Another good way to get emissions down is to go to more complex agricultural systems that mimic ecosystems, he says.

“If we have plants and animals together it’s more complex, it’s not a monoculture, and you manage it and harvest it in the right way you can be building back some of the soil carbon, which is being depleted through intensive agriculture.”

Carbon pricing or pollution pricing can steer agriculture to more holistic and more complex systems.

Farmers might see the Zero Carbon Act as a threat to agriculture but they need to flip the coin to have a different point of view.

“If you unleash innovation there are massive opportunities.

“We have to get over that hump of resisting change. The question is how fast and what direction can we change.”

Planting pine trees to offset carbon emission is not an optimal long-term option, and Steffen does not support offset schemes used by big corporates.
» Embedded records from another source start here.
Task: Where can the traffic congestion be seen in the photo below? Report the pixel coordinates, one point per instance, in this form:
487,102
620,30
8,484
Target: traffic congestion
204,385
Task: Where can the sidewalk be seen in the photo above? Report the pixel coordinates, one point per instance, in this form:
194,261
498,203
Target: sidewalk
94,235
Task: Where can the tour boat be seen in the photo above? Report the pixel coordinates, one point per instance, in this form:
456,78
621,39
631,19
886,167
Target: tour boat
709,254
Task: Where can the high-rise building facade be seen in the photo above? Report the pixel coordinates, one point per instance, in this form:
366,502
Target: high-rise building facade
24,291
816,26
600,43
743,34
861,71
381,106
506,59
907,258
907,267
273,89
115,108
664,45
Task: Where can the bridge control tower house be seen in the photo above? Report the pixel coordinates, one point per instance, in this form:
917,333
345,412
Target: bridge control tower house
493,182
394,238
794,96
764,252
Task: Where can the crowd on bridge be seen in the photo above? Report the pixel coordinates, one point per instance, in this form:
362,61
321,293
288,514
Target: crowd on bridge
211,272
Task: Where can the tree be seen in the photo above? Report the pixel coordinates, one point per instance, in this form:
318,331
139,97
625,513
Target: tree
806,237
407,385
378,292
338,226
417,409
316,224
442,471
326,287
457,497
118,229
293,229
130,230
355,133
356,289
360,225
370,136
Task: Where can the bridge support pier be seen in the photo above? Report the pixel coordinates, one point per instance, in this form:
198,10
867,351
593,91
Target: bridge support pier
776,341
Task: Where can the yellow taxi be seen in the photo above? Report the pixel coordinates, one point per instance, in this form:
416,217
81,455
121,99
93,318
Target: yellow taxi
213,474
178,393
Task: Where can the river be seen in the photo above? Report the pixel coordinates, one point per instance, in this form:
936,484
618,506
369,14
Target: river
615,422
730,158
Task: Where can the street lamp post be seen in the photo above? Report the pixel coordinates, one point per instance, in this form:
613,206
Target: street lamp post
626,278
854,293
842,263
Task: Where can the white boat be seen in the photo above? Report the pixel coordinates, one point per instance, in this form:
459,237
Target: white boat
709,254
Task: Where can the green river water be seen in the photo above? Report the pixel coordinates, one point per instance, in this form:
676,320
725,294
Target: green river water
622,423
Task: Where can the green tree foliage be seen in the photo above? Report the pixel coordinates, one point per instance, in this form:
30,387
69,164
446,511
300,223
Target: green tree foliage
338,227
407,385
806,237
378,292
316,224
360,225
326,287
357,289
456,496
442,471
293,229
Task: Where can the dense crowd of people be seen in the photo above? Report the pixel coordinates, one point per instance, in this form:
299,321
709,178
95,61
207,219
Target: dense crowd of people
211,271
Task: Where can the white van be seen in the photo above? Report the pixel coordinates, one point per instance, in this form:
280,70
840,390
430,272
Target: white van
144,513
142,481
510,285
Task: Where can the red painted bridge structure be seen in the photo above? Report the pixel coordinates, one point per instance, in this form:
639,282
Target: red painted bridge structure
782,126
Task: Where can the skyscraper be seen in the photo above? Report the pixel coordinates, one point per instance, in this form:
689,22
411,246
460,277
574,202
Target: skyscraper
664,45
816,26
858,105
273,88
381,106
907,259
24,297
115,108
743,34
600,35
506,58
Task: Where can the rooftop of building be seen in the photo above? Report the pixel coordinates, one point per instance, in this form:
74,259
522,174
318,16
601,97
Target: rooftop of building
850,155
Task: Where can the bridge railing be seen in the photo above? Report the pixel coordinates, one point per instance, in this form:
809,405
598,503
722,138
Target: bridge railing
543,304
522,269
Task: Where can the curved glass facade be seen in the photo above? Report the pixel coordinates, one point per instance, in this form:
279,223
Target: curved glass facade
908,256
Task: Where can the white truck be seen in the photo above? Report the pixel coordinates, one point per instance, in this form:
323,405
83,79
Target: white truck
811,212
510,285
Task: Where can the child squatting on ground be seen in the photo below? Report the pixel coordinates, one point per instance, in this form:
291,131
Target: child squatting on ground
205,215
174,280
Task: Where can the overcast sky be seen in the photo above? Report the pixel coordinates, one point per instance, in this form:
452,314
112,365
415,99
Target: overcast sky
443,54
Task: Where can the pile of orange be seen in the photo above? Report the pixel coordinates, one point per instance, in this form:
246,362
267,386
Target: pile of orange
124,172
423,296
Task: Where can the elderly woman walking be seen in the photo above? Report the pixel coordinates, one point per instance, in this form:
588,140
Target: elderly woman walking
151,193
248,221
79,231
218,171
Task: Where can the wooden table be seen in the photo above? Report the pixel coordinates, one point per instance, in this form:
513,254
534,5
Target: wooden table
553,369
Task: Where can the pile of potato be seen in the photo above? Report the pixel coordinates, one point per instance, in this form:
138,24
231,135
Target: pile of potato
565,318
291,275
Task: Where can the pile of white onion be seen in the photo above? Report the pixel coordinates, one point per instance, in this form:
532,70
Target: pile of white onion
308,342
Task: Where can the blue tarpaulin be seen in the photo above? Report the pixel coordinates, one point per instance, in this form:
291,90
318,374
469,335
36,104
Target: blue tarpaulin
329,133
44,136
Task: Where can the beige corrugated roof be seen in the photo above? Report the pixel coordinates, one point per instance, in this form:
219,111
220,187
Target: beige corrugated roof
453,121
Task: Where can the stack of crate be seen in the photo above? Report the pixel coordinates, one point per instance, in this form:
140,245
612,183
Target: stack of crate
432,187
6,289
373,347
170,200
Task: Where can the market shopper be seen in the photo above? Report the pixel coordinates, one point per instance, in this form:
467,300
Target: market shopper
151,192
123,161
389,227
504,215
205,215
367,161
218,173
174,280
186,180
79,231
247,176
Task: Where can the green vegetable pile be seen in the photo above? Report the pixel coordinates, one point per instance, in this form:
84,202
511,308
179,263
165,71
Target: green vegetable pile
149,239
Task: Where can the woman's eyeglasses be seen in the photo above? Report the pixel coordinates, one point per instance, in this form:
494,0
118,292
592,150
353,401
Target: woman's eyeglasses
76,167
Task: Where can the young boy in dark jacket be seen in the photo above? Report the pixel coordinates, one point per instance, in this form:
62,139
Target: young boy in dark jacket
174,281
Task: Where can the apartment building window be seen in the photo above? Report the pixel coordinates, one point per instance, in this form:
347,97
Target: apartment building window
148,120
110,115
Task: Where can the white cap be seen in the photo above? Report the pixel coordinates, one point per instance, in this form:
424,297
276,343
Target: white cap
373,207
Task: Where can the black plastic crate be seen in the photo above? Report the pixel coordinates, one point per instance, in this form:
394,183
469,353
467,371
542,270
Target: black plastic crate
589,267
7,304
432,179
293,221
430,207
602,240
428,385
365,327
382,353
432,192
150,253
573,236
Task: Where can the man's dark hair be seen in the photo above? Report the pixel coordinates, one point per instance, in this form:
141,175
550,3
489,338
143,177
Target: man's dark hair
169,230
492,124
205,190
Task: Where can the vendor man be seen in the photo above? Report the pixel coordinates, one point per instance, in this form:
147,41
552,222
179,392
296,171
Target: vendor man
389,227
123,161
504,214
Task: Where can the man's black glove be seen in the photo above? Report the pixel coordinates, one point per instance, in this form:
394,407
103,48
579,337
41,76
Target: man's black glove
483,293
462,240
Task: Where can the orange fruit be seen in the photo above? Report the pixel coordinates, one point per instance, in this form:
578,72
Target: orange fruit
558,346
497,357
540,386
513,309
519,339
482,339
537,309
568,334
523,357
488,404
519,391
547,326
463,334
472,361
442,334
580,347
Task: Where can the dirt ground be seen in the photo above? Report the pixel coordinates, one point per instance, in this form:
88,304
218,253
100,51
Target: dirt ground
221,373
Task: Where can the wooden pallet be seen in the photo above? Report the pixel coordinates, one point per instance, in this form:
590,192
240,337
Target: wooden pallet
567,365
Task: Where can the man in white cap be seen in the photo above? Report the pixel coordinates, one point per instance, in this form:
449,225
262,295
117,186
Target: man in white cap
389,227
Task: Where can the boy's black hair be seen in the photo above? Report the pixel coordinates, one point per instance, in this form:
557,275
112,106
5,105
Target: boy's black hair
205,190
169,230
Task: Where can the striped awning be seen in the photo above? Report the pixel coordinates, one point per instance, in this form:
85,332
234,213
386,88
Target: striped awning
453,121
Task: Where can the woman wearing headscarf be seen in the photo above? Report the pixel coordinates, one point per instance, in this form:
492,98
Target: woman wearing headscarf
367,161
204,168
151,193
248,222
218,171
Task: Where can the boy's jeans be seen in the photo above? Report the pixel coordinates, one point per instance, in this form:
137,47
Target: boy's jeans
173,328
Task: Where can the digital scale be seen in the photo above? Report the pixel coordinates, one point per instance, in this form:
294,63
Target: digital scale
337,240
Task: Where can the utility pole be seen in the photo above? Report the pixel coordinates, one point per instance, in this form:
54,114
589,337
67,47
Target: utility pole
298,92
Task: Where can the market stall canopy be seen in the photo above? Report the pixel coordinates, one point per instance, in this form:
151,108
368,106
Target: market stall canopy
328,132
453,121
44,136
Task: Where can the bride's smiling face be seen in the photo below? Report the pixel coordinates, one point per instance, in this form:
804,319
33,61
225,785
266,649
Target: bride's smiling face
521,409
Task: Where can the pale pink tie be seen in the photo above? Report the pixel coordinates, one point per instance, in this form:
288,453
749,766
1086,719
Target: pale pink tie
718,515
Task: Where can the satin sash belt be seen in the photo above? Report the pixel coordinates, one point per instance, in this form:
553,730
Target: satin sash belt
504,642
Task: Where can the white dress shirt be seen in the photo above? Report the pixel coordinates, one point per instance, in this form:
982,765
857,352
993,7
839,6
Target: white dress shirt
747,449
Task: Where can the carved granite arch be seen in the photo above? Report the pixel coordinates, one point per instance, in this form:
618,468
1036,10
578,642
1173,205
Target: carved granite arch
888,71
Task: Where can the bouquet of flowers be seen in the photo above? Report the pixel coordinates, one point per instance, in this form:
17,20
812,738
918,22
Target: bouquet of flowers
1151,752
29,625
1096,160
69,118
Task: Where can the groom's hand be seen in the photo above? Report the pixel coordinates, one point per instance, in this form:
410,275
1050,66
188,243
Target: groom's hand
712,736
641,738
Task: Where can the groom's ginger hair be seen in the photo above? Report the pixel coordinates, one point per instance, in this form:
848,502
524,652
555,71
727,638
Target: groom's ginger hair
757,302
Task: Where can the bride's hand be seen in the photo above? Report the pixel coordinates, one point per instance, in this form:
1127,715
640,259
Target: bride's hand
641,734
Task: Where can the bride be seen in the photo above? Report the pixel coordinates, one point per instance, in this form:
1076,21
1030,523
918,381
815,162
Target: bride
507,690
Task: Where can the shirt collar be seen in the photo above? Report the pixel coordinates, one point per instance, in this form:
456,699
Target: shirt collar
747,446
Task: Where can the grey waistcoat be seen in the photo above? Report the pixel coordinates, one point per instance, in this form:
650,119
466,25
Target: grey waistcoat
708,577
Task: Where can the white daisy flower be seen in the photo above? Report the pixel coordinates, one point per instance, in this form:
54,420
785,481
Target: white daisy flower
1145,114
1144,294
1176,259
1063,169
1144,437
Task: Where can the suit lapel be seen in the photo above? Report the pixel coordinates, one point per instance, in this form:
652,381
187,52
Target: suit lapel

“I’m very much against offsets. I never buy offsets on an air ticket.

“I would pay an extra fee if it was for research to develop bio aviation fuel or some other types of aviation because that is where the future is. Whether it’s algae-based or using waste.”

He is also more in favour of regulation than pricing.

“It puts bounds on the economic system that you simply cannot do this – this is your limit. You do not make a profit if you trash the planet.

“The problem with using pricing is someone will always find a way to weasel out of the system. They earn enough money and they just pay the price.”

The whole incentive for profit must change to make companies more accountable, he says.

Rather than planting pine trees to offset emissions, NZ should plant native trees that have a better long-term outcome for the environment.

“Go back to more natural native complex eco systems, they’re more resilient, they give you biodiversity, they store more carbon, they may take longer to grow, but it’s the long-term outcome you want.”


Aviation will be one of the tougher nuts to crack. That’s why it’s important to get emissions out of the easy stuff first so countries have space for aviation travel.

China has the model, connecting 211 cities with high speed renewable rail. There is no reason people in China or Europe should fly between cities within 1000km when they can go by rail.

In fact, China may hold the key to getting global emissions down, Steffen says.

The United States and Australia are big problems because they are not tracking in line with the Paris Agreement. China is hard to pick because they are doing some really great things but still have a lot of coal mines, he says.

“China has the potential to be the game-saver actually – their size, their technology, their impact on developing countries. They could be the big gorilla that tips the global system.”